I haven't taken a prolonged vacation since the week of Halloween last year and it feels like a million years.
Before I get started allow me to preface this by saying that I truly understand, having worked as a waiter for many years, that the opportunity to take vacations away from work is something that many don't get and I am very lucky.
Now, back to the column.
The last vacation I took was in late October when my wife, son and I did nothing further than visit my family in Cleveland and prepare for trick-or-treating.
Although we didn't go anywhere, it is always nice to get to spend days, not hours, with the people you love. We woke up every morning together, had breakfast and then did whatever we wanted.
That was nearly a year ago.
This year, however, my plans for vacation time are significantly different.
Since this is running Sunday and I am writing it on Wednesday, all I can say is that we have either already had the new baby or that he will be here tomorrow.
Finding out that my wife was pregnant in December allowed me to plan and schedule my vacation accordingly, which I've saved until now.
This is not going to be the normal vacation where everyone gets to rest and relax, but it will serve a purpose so much better.

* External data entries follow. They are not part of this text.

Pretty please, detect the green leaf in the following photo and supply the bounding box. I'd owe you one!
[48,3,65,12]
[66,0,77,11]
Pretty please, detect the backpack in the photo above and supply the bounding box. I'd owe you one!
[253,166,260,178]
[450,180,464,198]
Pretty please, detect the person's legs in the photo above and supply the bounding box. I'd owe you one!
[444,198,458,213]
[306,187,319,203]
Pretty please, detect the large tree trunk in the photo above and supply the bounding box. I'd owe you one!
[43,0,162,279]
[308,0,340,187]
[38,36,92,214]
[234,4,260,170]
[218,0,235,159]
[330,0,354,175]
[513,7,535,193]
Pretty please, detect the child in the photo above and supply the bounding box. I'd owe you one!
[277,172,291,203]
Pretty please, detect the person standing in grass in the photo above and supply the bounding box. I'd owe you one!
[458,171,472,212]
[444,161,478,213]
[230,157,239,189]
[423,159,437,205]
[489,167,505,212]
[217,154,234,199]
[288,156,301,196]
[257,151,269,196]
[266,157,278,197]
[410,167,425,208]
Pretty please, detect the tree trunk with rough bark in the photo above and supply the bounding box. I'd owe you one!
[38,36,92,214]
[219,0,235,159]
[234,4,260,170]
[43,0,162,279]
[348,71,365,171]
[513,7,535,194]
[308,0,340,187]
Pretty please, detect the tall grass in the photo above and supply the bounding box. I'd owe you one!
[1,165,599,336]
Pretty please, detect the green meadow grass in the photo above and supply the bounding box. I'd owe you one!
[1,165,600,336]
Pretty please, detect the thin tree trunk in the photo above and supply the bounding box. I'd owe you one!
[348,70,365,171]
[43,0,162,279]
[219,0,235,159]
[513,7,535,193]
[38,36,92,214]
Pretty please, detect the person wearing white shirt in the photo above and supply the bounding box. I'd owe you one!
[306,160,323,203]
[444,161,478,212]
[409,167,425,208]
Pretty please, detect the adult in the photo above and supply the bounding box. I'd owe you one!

Over the next couple weeks, I will be spending my days and nights (although hopefully not too many nights) getting adjusted to the new baby.
I think that in the two-and-a-half years since my first son was born, I have conveniently forgotten what those first few weeks are like, and that's probably for the best.
I've become accustomed to sleeping through the night, having a little man running around the house with the ability to tell me, more or less, what he wants and what he needs.
I haven't had to wash a dozen bottles every day in years and the last time I had to snap and unsnap a onesie is too far back to recall, but as the house becomes newborn-ready, I am slowly recalling these moments.
Generally speaking, I hate having to snap and unsnap (or worse, unbutton and rebutton) 15 clasps to get an undershirt, shirt and pants onto an amoeba-like baby who will, undoubtedly, do something that requires me having to revisit this scene in mere minutes.
I have also not missed for one second having to wash, boil and rinse bottles every single night.
But those things seemed to go by in such an instant the first time that I doubt I will have time to even care.
These are the things that are expected of me again, and I do them because I am responsible for this baby.
The every-three-hour feedings will begin again, and trying to read the specific cries in the middle of the night that I will most assuredly not get, prompting my wife to translate for me, will become routine.
The next couple weeks, as much as I'll miss the friendly confines of the Tribune Chronicle, will give me the opportunity to connect, reconnect and spend time with my little family of four.
I believe that in our daily routine, we get into a rut of getting up, going to work, coming home, dinner and then an hour of two of family time before bed.
However, real extended periods of time taken to really spend together have a way of reminding you why you got married and started a family in the first place.
I see a few weeks of playing cars on the floor, burping babies, sleeping less and enjoying every minute I get to spend with these people without having to say goodbye for a while.